Efforçons-nous donc, avec toute l'affection de notre âme et de notre cœur, d'offrir au Seigneur des témoignages d’amour lorsque nous apprendrons qu'il a reçu quelque injure. Si nous ne pouvons le faire avec autant d'affection que celle dont nous parlons, offrons lui du moins la volonté et le désir de posséder un amour parfait, le désir et l'amour qui portent vers lui toute créature. Ensuite ayons confiance, car la généreuse bonté de Dieu ne méprise pas les humbles présents de ses pauvres, mais elle les accepte au contraire et les rend au centuple, selon les richesses de sa miséricorde et de sa douceur. (Livre 4 Ch. 22)

 

3-3-La flagellation

 

Vers l'heure de Tierce, le Seigneur Jésus lui apparut, tel qu'il était quand on l'attacha à la colonne pour le flageller: deux bourreaux se trouvaient là, un le frappait avec des épines, l'autre avec un fouet noueux. Tous deux s'attaquaient au visage de Jésus, ce qui mettait sa très sainte face dans un état si pitoyable, que le cœur de celle-ci se fondit à cette vue. Elle fut émue d'une si profonde compassion, que pendant toute cette journée, elle ne pouvait retenir ses larmes quand ce spectacle se présentait à sa mémoire. Elle était persuadée que nul homme sur la terre n'eut jamais un aussi triste aspect que celui du Seigneur en ce moment. En effet, le côté du visage frappé par les épines lui parut tellement déchiré, que la prunelle de l’œil n'était même pas épargnée, tandis que l'autre côté était devenu livide et gonflé sous les coups du fouet noueux.

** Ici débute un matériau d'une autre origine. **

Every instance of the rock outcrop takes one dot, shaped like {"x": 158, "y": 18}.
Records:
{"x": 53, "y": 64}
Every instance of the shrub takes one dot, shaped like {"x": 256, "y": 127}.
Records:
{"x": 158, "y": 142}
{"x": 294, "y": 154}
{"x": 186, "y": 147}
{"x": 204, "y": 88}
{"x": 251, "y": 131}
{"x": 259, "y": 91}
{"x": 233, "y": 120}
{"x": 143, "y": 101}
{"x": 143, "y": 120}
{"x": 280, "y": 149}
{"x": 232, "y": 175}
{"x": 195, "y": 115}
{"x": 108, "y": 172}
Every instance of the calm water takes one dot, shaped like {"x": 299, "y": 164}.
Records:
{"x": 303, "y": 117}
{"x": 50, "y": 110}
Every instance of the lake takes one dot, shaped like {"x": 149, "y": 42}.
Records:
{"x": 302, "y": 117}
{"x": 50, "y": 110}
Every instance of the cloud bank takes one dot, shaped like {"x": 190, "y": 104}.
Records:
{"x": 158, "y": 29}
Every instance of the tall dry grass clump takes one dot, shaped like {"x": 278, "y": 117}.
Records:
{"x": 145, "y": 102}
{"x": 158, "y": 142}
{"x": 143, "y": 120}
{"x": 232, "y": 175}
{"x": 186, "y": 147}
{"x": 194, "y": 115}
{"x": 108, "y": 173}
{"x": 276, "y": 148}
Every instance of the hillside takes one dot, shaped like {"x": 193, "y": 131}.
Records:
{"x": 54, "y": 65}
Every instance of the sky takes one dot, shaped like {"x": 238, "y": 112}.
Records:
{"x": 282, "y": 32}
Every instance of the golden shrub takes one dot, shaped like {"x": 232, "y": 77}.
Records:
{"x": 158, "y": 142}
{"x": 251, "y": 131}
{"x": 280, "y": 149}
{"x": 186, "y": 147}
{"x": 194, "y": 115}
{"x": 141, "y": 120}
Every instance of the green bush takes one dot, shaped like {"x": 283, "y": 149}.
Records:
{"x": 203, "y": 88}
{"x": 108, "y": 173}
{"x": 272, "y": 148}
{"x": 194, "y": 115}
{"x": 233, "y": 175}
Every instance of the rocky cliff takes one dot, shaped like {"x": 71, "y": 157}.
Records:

Dans l'excès de sa douleur, le Seigneur détournait sa face; mais s'il se dérobait à un bourreau, c'était pour être frappé plus cruellement par l'autre. Se tournant alors vers celle-ci, il lui dit:

-N'as-tu pas lu qu'il est écrit de moi, dans le Livre d’Isaïe (53, 2,4): “Nous l'avons vu comme un lépreux...”?

-Ah ! Seigneur, répondit-elle, comment pourrait-on calmer ces douleurs cruelles de votre très douce face?

Le Seigneur répondit:

-Celui qui se sentira touché d'amour en méditant ma Passion, et priera pour les pécheurs, m'apportera un remède excellent qui adoucira toute ma souffrance.

 

Signification de la flagellation

 

Gertrude explique ensuite que les deux bourreaux représentent, d'un côté les laïcs qui pèchent publiquement et frappent ainsi le Seigneur avec des épines, et de l'autre, certains religieux qui frappent le Seigneur avec des fouets d'autant plus noueux qu'ils pèchent davantage contre leur Règle; mais les uns et les autres le frappent à la face, parce qu'ils ne rougissent pas de déshonorer les regards du Dieu qui règne dans les cieux. Elle comprit aussi que la Passion du Seigneur est relatée dans l'Évangile, afin que les élus du Christ se la rappellent avec amour, tant pour l'honneur de Dieu que pour le bien de l'Église.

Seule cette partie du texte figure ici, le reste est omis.